Pas véritablement, car il faut vous prévenir, ce Sherlock est fatigué, usé et par moment détestable. Et si vous n’admettez pas les postulats de départ : les flashbacks incessants et le fait de voir votre héros diminué, vous risquez au mieux d’être en colère contre cette vision, au pire de vous ennuyer à mourir. En effet, le film (tout en ne durant qu’1h44) prend le temps de raconter la dernière enquête de Mr. Holmes. Les moments de perte de mémoire parasitant l’enquête que l’on souhaiterait plus rapide. Et l’aventure japonaise, ainsi que les prises de bec avec la gouvernante auront tôt fait de vous déstabiliser pour vous emmener loin de la trame de départ : pourquoi Homes a-t-il choisi cet isolement forcé ?

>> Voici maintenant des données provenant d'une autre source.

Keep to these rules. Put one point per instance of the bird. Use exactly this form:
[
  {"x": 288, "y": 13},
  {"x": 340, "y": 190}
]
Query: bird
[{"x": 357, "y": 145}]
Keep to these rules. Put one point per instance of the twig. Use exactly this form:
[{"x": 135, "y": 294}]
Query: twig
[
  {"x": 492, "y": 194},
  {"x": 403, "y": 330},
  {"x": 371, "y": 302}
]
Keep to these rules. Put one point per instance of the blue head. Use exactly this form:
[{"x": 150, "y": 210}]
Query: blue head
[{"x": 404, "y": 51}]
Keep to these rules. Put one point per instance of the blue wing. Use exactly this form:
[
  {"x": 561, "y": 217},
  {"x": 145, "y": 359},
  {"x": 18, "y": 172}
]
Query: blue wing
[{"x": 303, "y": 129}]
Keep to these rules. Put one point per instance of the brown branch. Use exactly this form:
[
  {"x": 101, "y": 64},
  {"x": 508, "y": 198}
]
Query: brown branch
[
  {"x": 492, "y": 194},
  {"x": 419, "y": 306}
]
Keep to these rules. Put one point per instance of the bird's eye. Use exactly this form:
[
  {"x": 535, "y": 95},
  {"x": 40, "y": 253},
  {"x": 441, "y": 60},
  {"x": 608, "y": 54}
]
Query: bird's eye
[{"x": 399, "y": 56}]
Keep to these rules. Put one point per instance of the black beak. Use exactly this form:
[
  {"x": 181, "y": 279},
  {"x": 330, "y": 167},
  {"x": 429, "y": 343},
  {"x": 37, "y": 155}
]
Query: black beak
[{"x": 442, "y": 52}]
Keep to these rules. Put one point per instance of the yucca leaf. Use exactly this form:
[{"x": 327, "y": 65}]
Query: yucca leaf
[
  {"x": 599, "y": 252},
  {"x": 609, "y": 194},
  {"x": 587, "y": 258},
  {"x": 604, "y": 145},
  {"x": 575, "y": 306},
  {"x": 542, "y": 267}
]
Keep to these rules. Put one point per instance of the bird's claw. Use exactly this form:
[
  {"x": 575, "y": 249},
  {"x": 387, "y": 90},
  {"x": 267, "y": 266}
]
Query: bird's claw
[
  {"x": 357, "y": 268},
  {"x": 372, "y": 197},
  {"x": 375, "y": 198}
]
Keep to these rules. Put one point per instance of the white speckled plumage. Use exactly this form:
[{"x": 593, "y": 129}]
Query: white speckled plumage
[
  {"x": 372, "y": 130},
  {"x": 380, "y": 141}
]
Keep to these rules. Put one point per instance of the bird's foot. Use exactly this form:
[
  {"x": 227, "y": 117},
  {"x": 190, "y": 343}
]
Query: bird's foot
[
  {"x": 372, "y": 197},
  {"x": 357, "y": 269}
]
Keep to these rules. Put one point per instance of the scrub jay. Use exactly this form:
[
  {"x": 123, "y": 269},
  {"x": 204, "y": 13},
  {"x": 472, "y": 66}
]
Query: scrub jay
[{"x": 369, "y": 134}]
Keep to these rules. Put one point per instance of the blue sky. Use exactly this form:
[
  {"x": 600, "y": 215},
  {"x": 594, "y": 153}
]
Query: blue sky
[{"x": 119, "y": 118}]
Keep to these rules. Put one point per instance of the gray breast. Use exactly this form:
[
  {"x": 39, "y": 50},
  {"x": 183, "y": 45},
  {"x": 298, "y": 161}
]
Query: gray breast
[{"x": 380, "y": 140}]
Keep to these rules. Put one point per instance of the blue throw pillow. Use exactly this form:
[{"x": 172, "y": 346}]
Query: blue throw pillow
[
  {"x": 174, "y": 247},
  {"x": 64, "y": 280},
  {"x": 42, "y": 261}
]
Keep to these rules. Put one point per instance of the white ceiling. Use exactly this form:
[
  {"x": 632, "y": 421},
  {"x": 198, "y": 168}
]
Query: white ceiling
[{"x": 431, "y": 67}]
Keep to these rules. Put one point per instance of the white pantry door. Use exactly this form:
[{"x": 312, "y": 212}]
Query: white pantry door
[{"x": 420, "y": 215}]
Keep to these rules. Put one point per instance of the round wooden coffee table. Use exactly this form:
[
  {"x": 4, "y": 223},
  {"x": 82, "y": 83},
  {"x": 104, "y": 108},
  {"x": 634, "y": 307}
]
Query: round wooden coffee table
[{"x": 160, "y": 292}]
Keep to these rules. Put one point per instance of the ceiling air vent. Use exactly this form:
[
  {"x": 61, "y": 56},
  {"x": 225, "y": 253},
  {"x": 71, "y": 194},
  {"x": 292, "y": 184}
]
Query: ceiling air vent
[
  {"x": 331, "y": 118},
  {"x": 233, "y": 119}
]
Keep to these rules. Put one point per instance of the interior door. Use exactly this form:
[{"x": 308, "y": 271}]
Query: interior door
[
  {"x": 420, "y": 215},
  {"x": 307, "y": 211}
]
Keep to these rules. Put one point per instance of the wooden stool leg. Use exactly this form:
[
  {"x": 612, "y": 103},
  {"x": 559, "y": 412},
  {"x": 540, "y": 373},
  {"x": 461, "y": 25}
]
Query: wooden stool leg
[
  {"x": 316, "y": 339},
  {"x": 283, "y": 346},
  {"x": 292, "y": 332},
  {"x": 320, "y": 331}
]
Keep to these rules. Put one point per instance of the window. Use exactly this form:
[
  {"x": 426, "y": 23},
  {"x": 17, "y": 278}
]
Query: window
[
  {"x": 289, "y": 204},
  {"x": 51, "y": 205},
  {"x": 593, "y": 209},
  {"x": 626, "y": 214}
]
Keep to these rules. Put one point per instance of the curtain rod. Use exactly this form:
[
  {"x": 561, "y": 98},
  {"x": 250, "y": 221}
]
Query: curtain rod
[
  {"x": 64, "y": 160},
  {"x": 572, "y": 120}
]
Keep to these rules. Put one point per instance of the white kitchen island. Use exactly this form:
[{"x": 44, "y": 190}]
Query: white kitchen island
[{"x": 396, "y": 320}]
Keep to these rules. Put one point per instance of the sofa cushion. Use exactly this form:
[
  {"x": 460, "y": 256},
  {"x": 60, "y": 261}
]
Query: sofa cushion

Pourtant, vous pourriez passer à côté d’un drame policier bien plus malin qu’il n’y parait, car il entraîne le spectateur sur les rives des naufrages de la vieillesse et surtout de la solitude. Avec un passage impeccable sur cette solitude que vit Holmes avec le départ de Watson et la façon dont sa dernière enquête en portera les résonances. Enfin, le réalisateur offre également une véritable réflexion sur l’image que l’on donne et celle que l’on laisse par rapport à ce que l’on est ou on a été. Loin, très loin du dernier chapitre en deux parties de Twilight qu’il a signé et qui est imbuvable : on peut dire qu’on assiste à la renaissance d’un auteur !


En Conclusion :

Ce Mr. Holmes est finalement rassurant, un peu comme une paire de chaussons que l’on aime porter : on s’y sent bien et on sait que tout se passera bien. Même si l’intrigue “des abeilles tueuses” est annexe, ce sont les souvenirs d’un détective moins fringant que dans nos mémoires qui font le sel de ce drame policier.

Ian McKellen interprète à merveille ce Holmes vieillissant dans un film de facture classique où l’univers de l’enquête est respecté et la reconstitution parfaite. Sans partir dans les délires de Guy Ritchie, le film permet de se poser. Cependant, il n’est pas à mettre entre tous les yeux, car l’ennui peut pointer le bout de son nez. Surtout, si vous n’êtes pas dans les dispositions idéales pour le découvrir.